Other sectors have similar reporting obligations, so investors and underwriters will be better informed about the level of climate exposure they want to accept and to take advantage of the opportunities that are presented. Greater transparency and improved pricing of climate risks will be critical to driving change to a low carbon economy alongside regulatory changes and shifting consumer preferences. 

As the Chair of the G20’s Financial Stability Board puts it: “…to safeguard financial stability and ensure the financing needed for the transition to net zero, it is key that climate related financial risk are adequately priced in financial contracts. This is crucial because financial contracts price the future, and that future is about to undergo fundamental change.”

Certain large entities, including insurers, will be required to report to standards set by the External Reporting Board (XRB). The Financial Markets Authority will have a monitoring and enforcement role.

Hopefully, emphasis is placed in the first instance on supporting compliance and promoting good outcomes rather than being punitive as best practise becomes well understood and followed.
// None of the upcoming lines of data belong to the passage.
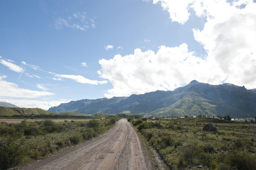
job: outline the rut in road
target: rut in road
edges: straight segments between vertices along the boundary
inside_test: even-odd
[[[126,119],[104,134],[22,169],[149,169],[140,139]]]

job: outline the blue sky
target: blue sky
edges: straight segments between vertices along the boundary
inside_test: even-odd
[[[0,1],[0,101],[173,90],[196,79],[256,88],[252,0]]]

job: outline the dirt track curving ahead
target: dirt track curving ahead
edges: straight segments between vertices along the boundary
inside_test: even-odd
[[[126,119],[103,135],[22,169],[149,169]]]

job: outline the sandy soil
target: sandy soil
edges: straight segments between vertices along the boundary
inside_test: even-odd
[[[150,169],[126,119],[107,133],[22,169]]]
[[[47,119],[49,120],[49,119]],[[65,120],[70,121],[72,120],[75,121],[87,121],[90,120],[90,119],[51,119],[51,120],[54,122],[64,122]],[[21,123],[24,119],[12,119],[12,118],[0,118],[0,122],[4,122],[8,124],[19,124]],[[35,121],[43,121],[44,119],[26,119],[27,122],[32,122]]]

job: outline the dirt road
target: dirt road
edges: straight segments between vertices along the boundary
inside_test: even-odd
[[[104,135],[22,169],[150,169],[126,119]]]

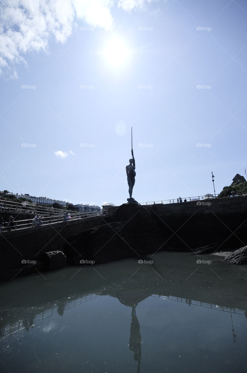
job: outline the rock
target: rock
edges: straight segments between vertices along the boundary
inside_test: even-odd
[[[48,271],[59,269],[67,266],[67,258],[63,251],[48,251],[44,253],[45,269]]]
[[[232,264],[247,264],[247,246],[226,255],[223,259]]]
[[[212,254],[215,251],[224,250],[225,251],[231,251],[234,248],[239,247],[241,242],[246,240],[247,225],[241,226],[236,232],[233,232],[229,237],[223,241],[214,242],[210,245],[201,247],[198,247],[194,250],[194,254],[197,255],[200,254]]]
[[[194,253],[195,255],[198,255],[199,254],[211,254],[216,251],[220,245],[221,242],[218,242],[212,245],[207,245],[206,246],[198,247],[194,251]]]
[[[140,259],[167,248],[171,230],[150,210],[125,204],[118,209],[116,218],[118,221],[81,232],[70,245],[65,245],[70,263],[79,265],[82,260],[94,260],[97,264],[133,257]]]

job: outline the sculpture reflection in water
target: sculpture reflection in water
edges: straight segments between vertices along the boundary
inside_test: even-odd
[[[129,349],[134,353],[134,360],[138,361],[137,373],[140,372],[140,365],[141,358],[141,336],[140,334],[140,324],[135,312],[135,306],[132,307],[131,324],[129,336]]]

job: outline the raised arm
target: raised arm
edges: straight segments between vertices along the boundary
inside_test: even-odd
[[[133,149],[131,149],[131,154],[132,154],[132,159],[133,159],[133,166],[135,168],[135,158],[134,158],[134,153],[133,152]]]

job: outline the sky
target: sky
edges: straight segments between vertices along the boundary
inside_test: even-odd
[[[1,190],[75,204],[216,193],[247,166],[244,0],[0,5]]]

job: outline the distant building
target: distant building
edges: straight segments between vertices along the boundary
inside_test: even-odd
[[[90,206],[83,205],[81,203],[78,205],[74,205],[74,206],[81,212],[97,212],[100,211],[101,209],[99,206],[96,206],[95,205]]]
[[[233,181],[232,184],[240,184],[240,183],[244,183],[246,181],[243,176],[241,176],[239,173],[237,173],[232,179]]]
[[[102,205],[102,209],[103,210],[106,210],[107,211],[107,213],[108,214],[109,212],[109,207],[110,206],[113,207],[116,207],[116,205],[113,205],[113,203],[110,203],[110,202],[106,202],[103,205]]]
[[[16,198],[26,198],[28,200],[31,200],[32,202],[38,203],[39,204],[53,205],[54,202],[59,203],[62,206],[66,206],[66,202],[65,201],[59,201],[57,200],[52,200],[50,198],[47,198],[46,197],[34,197],[33,196],[26,195],[25,194],[18,194],[18,193],[14,194],[13,193],[7,193],[7,194],[10,195],[14,195]]]

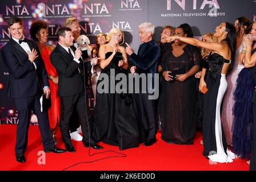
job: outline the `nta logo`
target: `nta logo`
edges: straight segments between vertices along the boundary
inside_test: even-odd
[[[186,7],[186,0],[166,0],[167,1],[167,10],[171,10],[171,2],[175,1],[185,11]],[[193,10],[197,9],[197,0],[193,0]],[[212,0],[212,1],[207,1],[203,0],[203,2],[202,3],[201,6],[200,6],[200,9],[202,10],[205,8],[205,5],[213,5],[217,9],[219,9],[219,6],[217,0]]]

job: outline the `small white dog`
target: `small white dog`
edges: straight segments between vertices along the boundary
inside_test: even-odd
[[[81,49],[81,51],[87,50],[88,56],[91,55],[92,48],[89,44],[90,44],[90,40],[88,37],[85,35],[80,35],[75,40],[78,47]]]

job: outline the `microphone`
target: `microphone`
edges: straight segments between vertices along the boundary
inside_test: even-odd
[[[76,49],[77,49],[78,48],[78,44],[76,43],[76,42],[75,42],[74,43],[74,47],[76,48]],[[80,58],[82,59],[82,60],[83,61],[83,57],[82,57],[82,56],[81,56],[81,57],[80,57]]]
This is because reporting entities will need to collect data they have not collected before and develop new systems to support their reporting obligations in what will be cutting edge reporting globally.

Mandatory climate disclosures will therefore create a new set of statutory liabilities for those required to report.

The fact that an entity may not be required explicitly under the climate change disclosure law to report their climate change exposures does not mean it is immune to liability risks.

A legal opinion from Chapman Tripp says New Zealand company directors and managers of registered investment schemes are required to consider and manage material climate related financial risk when taking business and investment decisions.

Nor does liability rest with the investment sector. The weight of scientific evidence and numerous reports are building an increasingly clear picture that makes it foreseeable that certain adverse outcomes will occur if, for instance:

  • Authorities consented building in high-risk locations.
  • A sector fails to reduce greenhouse gas emissions when it could reasonably have been expected to do so.
  • Engineering and construction companies failed to anticipate climate change impacts in their design of structures.

In response to changing consumer preferences, claims to be carbon neutral or environmentally friendly will appear in advertising to promote products and services. Inevitably, some of these claims will misrepresent the facts opening the door to litigation.

Directors more generally though will face wider obligations. The Companies (Directors Duties) Amendment Bill amends the Companies Act to make it clear that a director can take into account wider matters other than the financial bottom-line. These include the principles of Te Tiriti o Waitangi, environmental impacts, good corporate ethics, being a good employer and acting in the interests of the wider community.

This potentially widens the net further for what is expected of directors when it comes to climate impact considerations and disclosures. All this circles back on something quite unique for insurers to consider in terms of climate disclosure reporting, that is, the litigation risk to the customers they are providing liability cover to.

Just as a cyber liability underwriter may want to gauge the vulnerability of a company’s IT systems, policies and procedures, so we can expect questions to be asked about the extent to which climate risks have been assessed and managed. This too will contribute to improving climate change disclosure where no legislative mandate is in place.